Film+TV

Above image: still from Greener Grass (dir. Jocelyn DeBoer 2019)

Over the course of the last decade, Sundance has developed a reputation as one of the most progressive and forward thinking festivals, continually defying norms and averages when it comes to screening films by women, people of colour and lesser-known directors.

This year’s lineup (for the festival beginning in January 2019) of 112 feature films typifies the eclectic profile of filmmakers that North America’s leading independent film festival has championed in recent years, unveiling a a competition slate that is 53% female. Of the 112, 40 were directed by a filmmaker of colour, 45 by one or more women and 15 by members of the LGBTQ+ community.
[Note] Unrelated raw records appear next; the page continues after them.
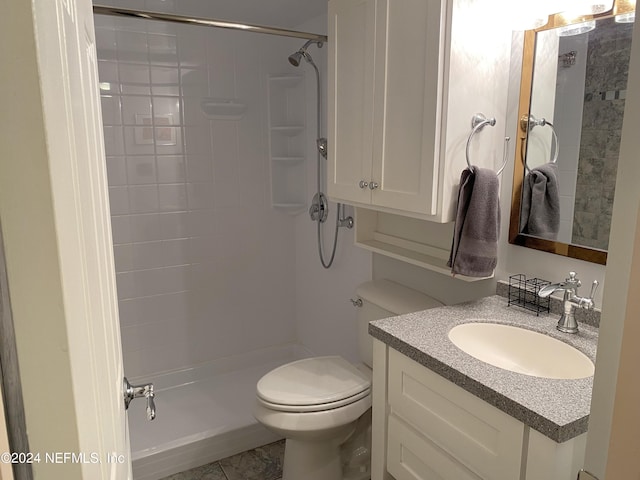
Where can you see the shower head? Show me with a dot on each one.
(294, 58)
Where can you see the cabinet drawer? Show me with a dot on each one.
(486, 440)
(410, 456)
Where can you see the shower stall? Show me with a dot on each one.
(211, 145)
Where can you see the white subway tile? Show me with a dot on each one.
(147, 255)
(166, 110)
(171, 168)
(111, 110)
(165, 81)
(136, 110)
(163, 49)
(106, 43)
(123, 257)
(138, 140)
(192, 111)
(169, 140)
(132, 46)
(175, 252)
(113, 141)
(108, 73)
(201, 222)
(200, 196)
(174, 225)
(125, 284)
(120, 229)
(172, 198)
(118, 200)
(145, 228)
(134, 79)
(198, 140)
(199, 168)
(141, 170)
(194, 82)
(116, 171)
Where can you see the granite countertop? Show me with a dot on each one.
(558, 409)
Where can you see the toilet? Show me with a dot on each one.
(318, 403)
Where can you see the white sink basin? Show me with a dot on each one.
(521, 351)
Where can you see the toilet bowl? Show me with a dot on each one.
(317, 403)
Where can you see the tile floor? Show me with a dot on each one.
(262, 463)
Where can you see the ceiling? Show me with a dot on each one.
(278, 13)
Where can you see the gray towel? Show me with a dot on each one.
(474, 251)
(540, 213)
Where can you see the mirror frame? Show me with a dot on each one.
(528, 56)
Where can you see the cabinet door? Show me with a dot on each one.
(407, 113)
(350, 88)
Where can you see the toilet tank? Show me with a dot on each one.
(382, 299)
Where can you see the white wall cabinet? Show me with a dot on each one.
(405, 79)
(427, 428)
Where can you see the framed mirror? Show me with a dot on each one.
(572, 93)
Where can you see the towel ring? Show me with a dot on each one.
(478, 122)
(527, 122)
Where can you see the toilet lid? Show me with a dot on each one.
(312, 381)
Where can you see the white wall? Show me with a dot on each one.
(326, 320)
(205, 266)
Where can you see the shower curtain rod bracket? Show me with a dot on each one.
(206, 22)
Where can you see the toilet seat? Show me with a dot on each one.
(313, 384)
(315, 408)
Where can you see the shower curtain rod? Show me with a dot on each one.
(207, 22)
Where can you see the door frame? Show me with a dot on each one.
(55, 217)
(10, 383)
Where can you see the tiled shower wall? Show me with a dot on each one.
(205, 268)
(605, 90)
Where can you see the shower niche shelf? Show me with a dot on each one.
(287, 143)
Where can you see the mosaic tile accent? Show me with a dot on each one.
(262, 463)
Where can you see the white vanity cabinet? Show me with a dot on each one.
(405, 79)
(427, 428)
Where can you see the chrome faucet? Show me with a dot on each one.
(567, 322)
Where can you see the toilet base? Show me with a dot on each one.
(311, 460)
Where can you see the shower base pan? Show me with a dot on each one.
(204, 414)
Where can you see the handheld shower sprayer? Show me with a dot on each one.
(294, 58)
(319, 209)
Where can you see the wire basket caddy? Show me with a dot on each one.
(523, 293)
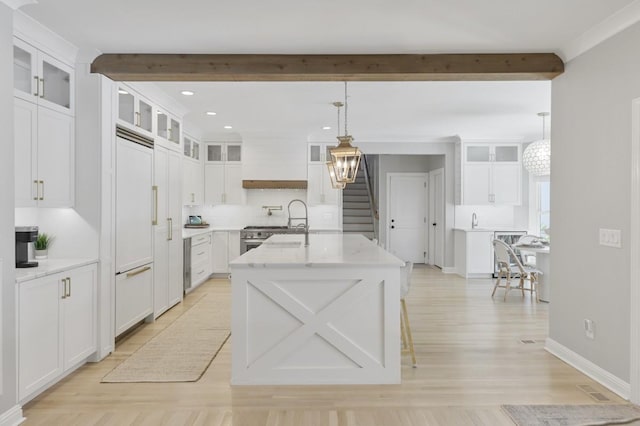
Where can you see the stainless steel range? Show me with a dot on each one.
(252, 236)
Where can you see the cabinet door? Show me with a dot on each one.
(39, 333)
(315, 188)
(234, 153)
(220, 252)
(25, 80)
(56, 84)
(192, 193)
(79, 311)
(55, 158)
(175, 264)
(213, 184)
(507, 183)
(476, 186)
(174, 184)
(25, 119)
(233, 191)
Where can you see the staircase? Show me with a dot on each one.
(356, 208)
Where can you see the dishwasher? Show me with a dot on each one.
(186, 273)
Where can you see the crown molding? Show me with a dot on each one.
(611, 26)
(16, 4)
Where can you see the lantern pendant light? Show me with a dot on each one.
(345, 158)
(536, 158)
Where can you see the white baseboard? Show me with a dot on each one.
(12, 417)
(587, 367)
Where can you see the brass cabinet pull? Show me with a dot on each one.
(139, 271)
(154, 188)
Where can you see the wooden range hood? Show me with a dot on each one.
(274, 184)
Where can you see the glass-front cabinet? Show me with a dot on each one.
(169, 130)
(134, 111)
(42, 79)
(224, 152)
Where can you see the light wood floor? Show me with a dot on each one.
(469, 350)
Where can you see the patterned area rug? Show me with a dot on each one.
(565, 415)
(181, 352)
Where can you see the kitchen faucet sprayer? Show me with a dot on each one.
(306, 220)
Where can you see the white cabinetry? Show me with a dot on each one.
(169, 130)
(42, 79)
(44, 156)
(201, 267)
(135, 112)
(226, 247)
(223, 174)
(168, 257)
(56, 327)
(489, 174)
(319, 188)
(474, 253)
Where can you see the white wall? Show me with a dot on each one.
(442, 149)
(590, 189)
(8, 381)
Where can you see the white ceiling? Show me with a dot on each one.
(378, 111)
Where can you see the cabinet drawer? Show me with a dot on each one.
(200, 254)
(200, 239)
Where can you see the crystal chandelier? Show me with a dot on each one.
(345, 158)
(536, 158)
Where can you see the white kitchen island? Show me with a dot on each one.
(328, 313)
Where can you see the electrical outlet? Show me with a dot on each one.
(611, 238)
(589, 329)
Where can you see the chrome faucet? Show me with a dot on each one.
(306, 220)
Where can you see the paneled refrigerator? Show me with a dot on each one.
(135, 209)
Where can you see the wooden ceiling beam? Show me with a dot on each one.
(379, 67)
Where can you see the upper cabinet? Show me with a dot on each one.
(488, 174)
(135, 112)
(224, 153)
(168, 130)
(42, 79)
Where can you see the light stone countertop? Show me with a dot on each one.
(50, 266)
(325, 249)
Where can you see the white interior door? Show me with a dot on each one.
(436, 215)
(407, 215)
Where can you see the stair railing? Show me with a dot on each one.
(372, 202)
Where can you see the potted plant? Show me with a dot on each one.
(42, 244)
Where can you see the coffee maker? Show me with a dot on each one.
(25, 235)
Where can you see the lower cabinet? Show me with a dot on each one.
(200, 259)
(56, 327)
(226, 247)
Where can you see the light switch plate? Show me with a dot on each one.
(611, 238)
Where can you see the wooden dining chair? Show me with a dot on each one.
(405, 327)
(510, 267)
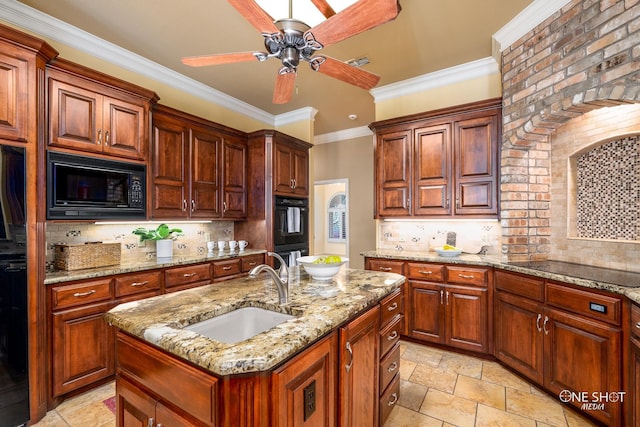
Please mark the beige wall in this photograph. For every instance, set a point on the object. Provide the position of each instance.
(351, 159)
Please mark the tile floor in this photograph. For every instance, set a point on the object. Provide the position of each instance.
(437, 388)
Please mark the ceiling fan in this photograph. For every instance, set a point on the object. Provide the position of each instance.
(292, 41)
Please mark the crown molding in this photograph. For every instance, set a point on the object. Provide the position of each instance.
(342, 135)
(525, 21)
(447, 76)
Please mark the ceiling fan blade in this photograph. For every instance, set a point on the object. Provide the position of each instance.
(222, 58)
(324, 8)
(285, 83)
(255, 15)
(348, 73)
(357, 18)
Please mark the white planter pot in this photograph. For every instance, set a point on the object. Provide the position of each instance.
(164, 248)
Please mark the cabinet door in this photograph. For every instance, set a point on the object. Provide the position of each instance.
(476, 148)
(14, 85)
(234, 184)
(518, 337)
(169, 169)
(304, 389)
(300, 161)
(427, 312)
(467, 318)
(582, 355)
(358, 373)
(282, 169)
(82, 347)
(393, 174)
(432, 170)
(124, 132)
(75, 117)
(205, 174)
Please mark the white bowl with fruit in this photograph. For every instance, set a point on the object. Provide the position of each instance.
(448, 251)
(322, 267)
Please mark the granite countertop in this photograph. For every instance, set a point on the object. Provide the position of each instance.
(319, 307)
(617, 281)
(61, 276)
For comparison, last year’s Venice Film Festival featured the work of just one woman while Cannes included just three.

Accordingly, a common thread to this year’s roster is the idea of empowerment and of overcoming disenfranchisement and marginalisation – a reflection perhaps of the work done by the nonprofit Sundance Institute that operates year long programmes designed to increase participation from those whose voices are rarely given a platform to be heard. From Rashid Johnson’s adaption of Richard Johnson’s novel Native Son, which tells the story of a young African American, trapped in a tortuous circle of poverty on the South Side of Chicago (staring HERO cover start Nick Robinson), to Geraldine Viswanathan’s starring role in Minhal Baig’s Muslim-American coming of age, Hala, there is a strong trend of non-white protagonists.

Other highlights include Shia LeBouf’s role in Honey Boy (directed by Alma Har’el) which recounts the semi-autobiographical tale of a child actor’s volatile relationship with his father, and Jennifer Kent’s (The Babadook, 2014) new period thriller The Nightingale, set in the British penal colony of Van Diemen’s Land in 1825. Be sure to look out for Where’s My Roy Cohn (dir. Matt Tyrnauer) on the American lawyer who famously defended Joseph McCarthy and Donald Trump and Share – one of three films produced by A24 – based on the nightmare story of illicit images posted online after a night of black-out debauchery. For the comprehensive list on everything playing at Sundance 2019 be sure to visit their website.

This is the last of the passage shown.